# Ingesting NYC taxi data into PostgreSQL database

## Load packages and NYC taxi data from January 2021.

Load packages.

In [1]:
from pathlib import Path

import pandas as pd
import sqlalchemy as sa

Load NYC taxi data from January 2021.

In [2]:
DATA_PATH = Path(
    "../data/"
)

PGSERVER_PATH = Path(
    "../../pg-server/"
)

HOST_PATH = Path(
    "../../host/"
)

CERTS_PATH = Path(
    "../certs/"
)

In [None]:
nyc_taxi = pd.read_parquet(DATA_PATH/"yellow_tripdata_2021-01_prepared.parquet")

nyc_taxi

## Define PostgreSQL schema for the table storing NYC taxi data

Define the SQLAlchemy engine to enable communications between a client and our PostgreSQL server.

In [4]:
username = "fmerinocasallo_writer"
passwd = open(PGSERVER_PATH/"passwds/pg-fmerinocasallo_writer-passwd.txt").readline().rstrip()

hostname = "172.19.0.70"
port = [
    line.split(" ")[2].rstrip()
    for line in open(PGSERVER_PATH/"conf/postgresql.conf").readlines()
    if line.startswith("port")
][-1]

database = "de_zoomcamp"
schema = "nyc_taxi"

url = f"postgresql://{username}:{passwd}@{hostname}/{database}"
connect_args = {
    "port": port,
    "sslmode": "verify-full",
    "sslrootcert": PGSERVER_PATH/"certs/ca/server/server-ca.crt",
    "sslcert": HOST_PATH/"certs/client/writer/fmerinocasallo_writer.crt",
    "sslkey": HOST_PATH/"certs/client/writer/fmerinocasallo_writer.key",
}

engine = sa.create_engine(url=url, connect_args=connect_args, echo=True)

Check Panda's suggested SQL statement to create a new table that will store the processed data.

In [None]:
print(pd.io.sql.get_schema(nyc_taxi, "nyc_taxi"))

Define the schema for a new PostgreSQL table storing NYC taxi data associated with trips during January 2021. According
to [PostgreSQL's official documentation](https://www.postgresql.org/docs/current/datatype-numeric.html):

1. On all currently supported platforms, the `REAL` type has a range of around 1E-37 to 1E+37 with a
precision of at least 6 decimal digits.
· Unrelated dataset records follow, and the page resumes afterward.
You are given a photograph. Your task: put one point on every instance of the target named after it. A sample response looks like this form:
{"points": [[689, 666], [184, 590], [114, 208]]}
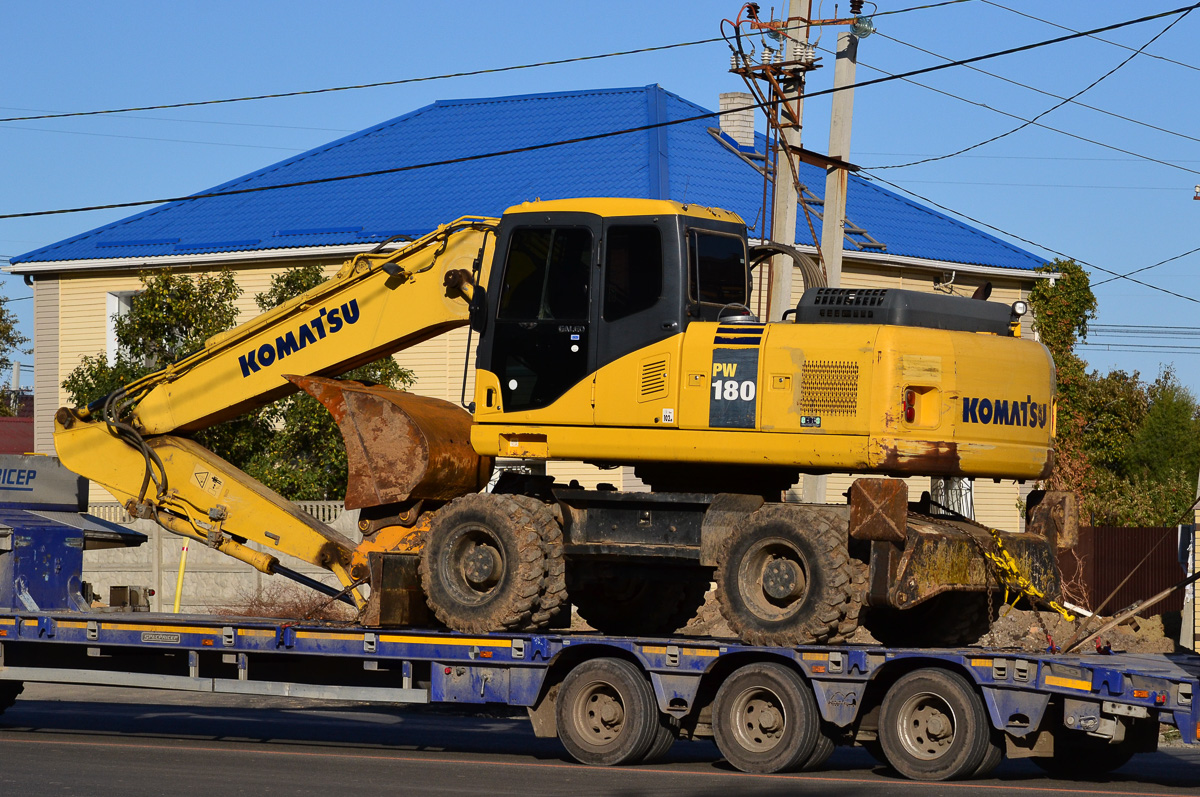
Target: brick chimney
{"points": [[739, 124]]}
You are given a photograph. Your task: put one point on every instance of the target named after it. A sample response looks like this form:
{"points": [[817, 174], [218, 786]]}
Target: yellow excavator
{"points": [[617, 331]]}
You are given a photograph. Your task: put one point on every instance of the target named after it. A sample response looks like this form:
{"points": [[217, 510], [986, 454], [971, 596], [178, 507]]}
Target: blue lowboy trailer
{"points": [[933, 714]]}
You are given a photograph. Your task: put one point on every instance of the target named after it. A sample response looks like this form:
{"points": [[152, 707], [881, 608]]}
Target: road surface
{"points": [[106, 742]]}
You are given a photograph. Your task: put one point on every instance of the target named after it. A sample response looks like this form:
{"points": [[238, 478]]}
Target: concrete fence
{"points": [[211, 580]]}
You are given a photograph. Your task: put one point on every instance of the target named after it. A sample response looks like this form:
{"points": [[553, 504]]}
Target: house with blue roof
{"points": [[456, 157]]}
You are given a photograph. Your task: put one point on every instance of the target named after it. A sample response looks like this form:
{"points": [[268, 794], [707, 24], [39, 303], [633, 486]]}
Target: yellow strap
{"points": [[1011, 573]]}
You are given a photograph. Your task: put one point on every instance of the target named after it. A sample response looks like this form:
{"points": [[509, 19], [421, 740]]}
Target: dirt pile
{"points": [[1021, 629]]}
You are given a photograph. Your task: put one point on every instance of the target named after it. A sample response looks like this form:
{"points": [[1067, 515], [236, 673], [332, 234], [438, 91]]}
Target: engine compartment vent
{"points": [[829, 388]]}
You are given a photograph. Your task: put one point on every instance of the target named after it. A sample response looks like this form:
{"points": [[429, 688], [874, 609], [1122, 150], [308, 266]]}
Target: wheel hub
{"points": [[760, 719], [480, 565], [927, 726], [783, 579]]}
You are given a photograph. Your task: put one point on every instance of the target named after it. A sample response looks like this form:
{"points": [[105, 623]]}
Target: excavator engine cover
{"points": [[400, 445]]}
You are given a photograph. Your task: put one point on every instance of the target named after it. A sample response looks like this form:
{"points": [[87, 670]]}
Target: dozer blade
{"points": [[400, 445]]}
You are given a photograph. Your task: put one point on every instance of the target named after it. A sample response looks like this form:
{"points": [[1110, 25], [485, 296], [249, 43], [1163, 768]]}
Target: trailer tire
{"points": [[785, 577], [934, 726], [484, 565], [606, 713], [9, 693], [766, 719]]}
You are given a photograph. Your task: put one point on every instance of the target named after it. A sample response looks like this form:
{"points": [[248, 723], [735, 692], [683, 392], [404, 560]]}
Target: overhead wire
{"points": [[1147, 268], [1139, 156], [360, 85], [1048, 111], [1043, 91], [1107, 41], [579, 139], [1026, 240]]}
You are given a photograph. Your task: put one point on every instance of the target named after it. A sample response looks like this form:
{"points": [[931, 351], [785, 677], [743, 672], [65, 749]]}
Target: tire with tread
{"points": [[636, 600], [934, 726], [496, 526], [766, 719], [801, 540], [553, 593], [606, 713]]}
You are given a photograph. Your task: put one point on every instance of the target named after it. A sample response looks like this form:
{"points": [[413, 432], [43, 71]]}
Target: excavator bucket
{"points": [[400, 445]]}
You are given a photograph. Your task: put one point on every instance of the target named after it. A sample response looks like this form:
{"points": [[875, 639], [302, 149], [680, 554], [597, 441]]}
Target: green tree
{"points": [[1061, 313], [305, 459], [168, 319]]}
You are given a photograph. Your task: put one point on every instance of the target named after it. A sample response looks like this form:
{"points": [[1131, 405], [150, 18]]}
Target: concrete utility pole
{"points": [[834, 217], [783, 213]]}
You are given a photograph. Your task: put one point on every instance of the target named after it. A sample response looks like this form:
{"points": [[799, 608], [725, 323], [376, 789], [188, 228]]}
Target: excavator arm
{"points": [[378, 304]]}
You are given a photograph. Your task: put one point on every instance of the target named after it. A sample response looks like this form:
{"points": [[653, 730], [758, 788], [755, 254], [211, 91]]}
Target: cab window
{"points": [[633, 280], [717, 273], [546, 275]]}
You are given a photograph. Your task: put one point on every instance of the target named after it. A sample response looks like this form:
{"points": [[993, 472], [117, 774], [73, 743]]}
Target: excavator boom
{"points": [[376, 305]]}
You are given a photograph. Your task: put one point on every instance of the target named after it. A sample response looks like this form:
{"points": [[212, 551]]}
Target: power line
{"points": [[930, 5], [1147, 268], [1043, 91], [1012, 115], [1048, 111], [149, 138], [1042, 246], [208, 121], [1107, 41], [361, 85], [580, 139]]}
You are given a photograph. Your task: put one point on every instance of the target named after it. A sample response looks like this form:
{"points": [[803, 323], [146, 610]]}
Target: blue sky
{"points": [[1113, 209]]}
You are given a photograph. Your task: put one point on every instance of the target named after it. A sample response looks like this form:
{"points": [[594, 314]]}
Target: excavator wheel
{"points": [[951, 619], [637, 600], [484, 567], [785, 577], [553, 591]]}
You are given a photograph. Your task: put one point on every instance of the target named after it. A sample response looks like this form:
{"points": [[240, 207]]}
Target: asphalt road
{"points": [[99, 742]]}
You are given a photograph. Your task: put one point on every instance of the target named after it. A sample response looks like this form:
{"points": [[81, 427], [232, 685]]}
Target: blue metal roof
{"points": [[683, 162]]}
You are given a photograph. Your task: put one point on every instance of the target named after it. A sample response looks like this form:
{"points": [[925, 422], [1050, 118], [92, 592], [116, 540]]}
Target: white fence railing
{"points": [[327, 511]]}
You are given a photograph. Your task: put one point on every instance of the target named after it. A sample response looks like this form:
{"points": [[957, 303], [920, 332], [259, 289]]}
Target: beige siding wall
{"points": [[46, 363]]}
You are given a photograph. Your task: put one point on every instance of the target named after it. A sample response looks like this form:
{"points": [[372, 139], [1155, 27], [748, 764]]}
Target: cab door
{"points": [[639, 323], [540, 343]]}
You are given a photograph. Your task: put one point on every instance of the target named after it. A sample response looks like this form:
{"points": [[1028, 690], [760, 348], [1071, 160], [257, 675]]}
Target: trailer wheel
{"points": [[765, 719], [934, 726], [607, 714], [785, 577], [637, 600], [9, 693], [484, 565]]}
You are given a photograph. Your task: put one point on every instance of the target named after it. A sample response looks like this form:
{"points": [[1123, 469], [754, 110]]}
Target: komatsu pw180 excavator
{"points": [[617, 331]]}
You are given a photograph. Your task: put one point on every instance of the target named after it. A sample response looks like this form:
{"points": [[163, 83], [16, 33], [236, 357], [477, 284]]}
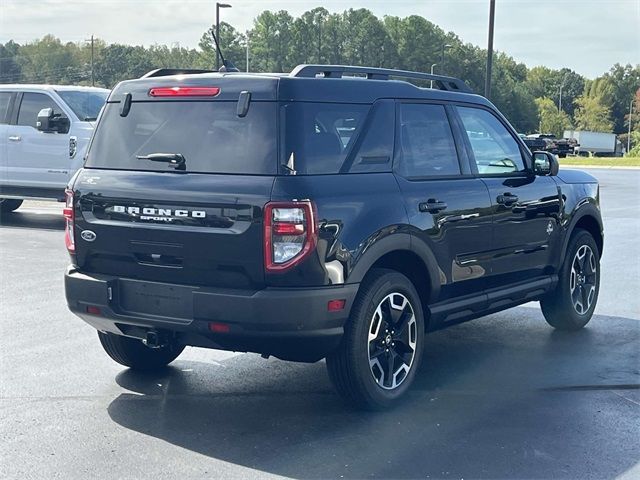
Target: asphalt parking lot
{"points": [[501, 397]]}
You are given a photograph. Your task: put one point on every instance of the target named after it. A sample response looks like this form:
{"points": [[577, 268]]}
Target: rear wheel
{"points": [[9, 204], [132, 353], [381, 350], [571, 305]]}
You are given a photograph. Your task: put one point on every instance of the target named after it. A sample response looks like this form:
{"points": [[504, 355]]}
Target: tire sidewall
{"points": [[575, 319], [383, 286]]}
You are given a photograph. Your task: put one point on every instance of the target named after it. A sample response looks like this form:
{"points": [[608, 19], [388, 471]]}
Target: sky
{"points": [[588, 36]]}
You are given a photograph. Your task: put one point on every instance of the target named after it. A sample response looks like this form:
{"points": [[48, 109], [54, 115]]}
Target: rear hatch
{"points": [[174, 186]]}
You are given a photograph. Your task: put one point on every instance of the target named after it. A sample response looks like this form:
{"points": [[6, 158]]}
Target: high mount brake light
{"points": [[69, 216], [290, 234], [184, 91]]}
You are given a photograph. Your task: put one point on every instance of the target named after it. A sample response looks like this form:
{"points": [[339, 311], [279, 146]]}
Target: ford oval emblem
{"points": [[88, 235]]}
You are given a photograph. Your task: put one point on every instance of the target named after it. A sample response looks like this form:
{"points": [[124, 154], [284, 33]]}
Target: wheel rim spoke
{"points": [[392, 341], [583, 279]]}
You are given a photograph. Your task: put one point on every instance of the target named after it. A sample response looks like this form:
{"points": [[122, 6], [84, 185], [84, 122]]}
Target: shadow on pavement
{"points": [[501, 397], [32, 219]]}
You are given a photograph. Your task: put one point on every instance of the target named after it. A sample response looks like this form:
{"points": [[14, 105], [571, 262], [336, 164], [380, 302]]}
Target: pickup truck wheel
{"points": [[132, 353], [571, 305], [381, 350], [9, 205]]}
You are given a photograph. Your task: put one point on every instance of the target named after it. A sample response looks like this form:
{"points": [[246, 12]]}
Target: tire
{"points": [[360, 369], [570, 306], [134, 354], [8, 205]]}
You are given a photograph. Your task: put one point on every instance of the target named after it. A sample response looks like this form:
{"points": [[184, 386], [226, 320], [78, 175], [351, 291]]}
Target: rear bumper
{"points": [[291, 323]]}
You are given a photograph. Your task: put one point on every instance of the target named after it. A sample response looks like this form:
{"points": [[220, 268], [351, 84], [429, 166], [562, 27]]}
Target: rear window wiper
{"points": [[175, 160]]}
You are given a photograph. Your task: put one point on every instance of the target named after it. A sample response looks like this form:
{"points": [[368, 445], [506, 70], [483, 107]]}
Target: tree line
{"points": [[529, 97]]}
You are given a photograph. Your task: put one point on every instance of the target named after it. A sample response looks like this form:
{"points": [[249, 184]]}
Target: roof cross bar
{"points": [[163, 72], [337, 71]]}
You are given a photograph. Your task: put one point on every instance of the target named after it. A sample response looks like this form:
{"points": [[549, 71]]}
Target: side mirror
{"points": [[545, 163], [50, 122]]}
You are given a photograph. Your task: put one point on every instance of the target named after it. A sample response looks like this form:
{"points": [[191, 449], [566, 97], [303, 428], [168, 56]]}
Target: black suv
{"points": [[332, 212]]}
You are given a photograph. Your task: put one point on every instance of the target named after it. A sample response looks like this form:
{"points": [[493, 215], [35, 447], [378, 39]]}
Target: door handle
{"points": [[507, 199], [432, 206]]}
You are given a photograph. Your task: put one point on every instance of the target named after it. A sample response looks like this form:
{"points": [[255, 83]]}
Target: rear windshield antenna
{"points": [[227, 65]]}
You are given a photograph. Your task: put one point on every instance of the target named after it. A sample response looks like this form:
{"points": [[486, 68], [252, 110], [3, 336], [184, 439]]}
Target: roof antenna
{"points": [[227, 65]]}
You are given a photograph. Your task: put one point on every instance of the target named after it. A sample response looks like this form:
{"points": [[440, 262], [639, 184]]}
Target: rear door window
{"points": [[320, 135], [427, 148], [5, 99], [209, 135]]}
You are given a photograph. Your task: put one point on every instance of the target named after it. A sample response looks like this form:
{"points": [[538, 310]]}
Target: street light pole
{"points": [[442, 56], [432, 65], [247, 51], [629, 135], [487, 80], [218, 7], [560, 97]]}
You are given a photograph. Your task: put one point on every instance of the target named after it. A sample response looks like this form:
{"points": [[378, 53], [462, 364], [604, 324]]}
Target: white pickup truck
{"points": [[44, 133]]}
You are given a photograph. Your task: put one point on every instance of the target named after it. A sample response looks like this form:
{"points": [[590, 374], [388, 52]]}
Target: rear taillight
{"points": [[184, 91], [69, 215], [290, 234]]}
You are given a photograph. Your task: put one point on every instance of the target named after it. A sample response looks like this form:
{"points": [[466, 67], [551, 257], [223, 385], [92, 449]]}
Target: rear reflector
{"points": [[217, 327], [336, 305], [184, 91]]}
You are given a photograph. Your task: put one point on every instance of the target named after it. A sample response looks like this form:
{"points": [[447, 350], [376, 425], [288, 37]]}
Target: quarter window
{"points": [[5, 98], [427, 147], [494, 148], [31, 105]]}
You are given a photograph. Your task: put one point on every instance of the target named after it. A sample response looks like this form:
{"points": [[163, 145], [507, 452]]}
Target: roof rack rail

The `DOUBLE PRECISION` type has a range of around 1E-307 to 1E+308 with a
precision of at least 15 digits.
2. The type `INTEGER` is the common choice, as it offers the best balance between range, storage size, and performance.
The `SMALLINT` type is generally only used if disk space is at a premium. The `BIGINT` type is designed to be used when
the range of the `INTEGER` type is insufficient.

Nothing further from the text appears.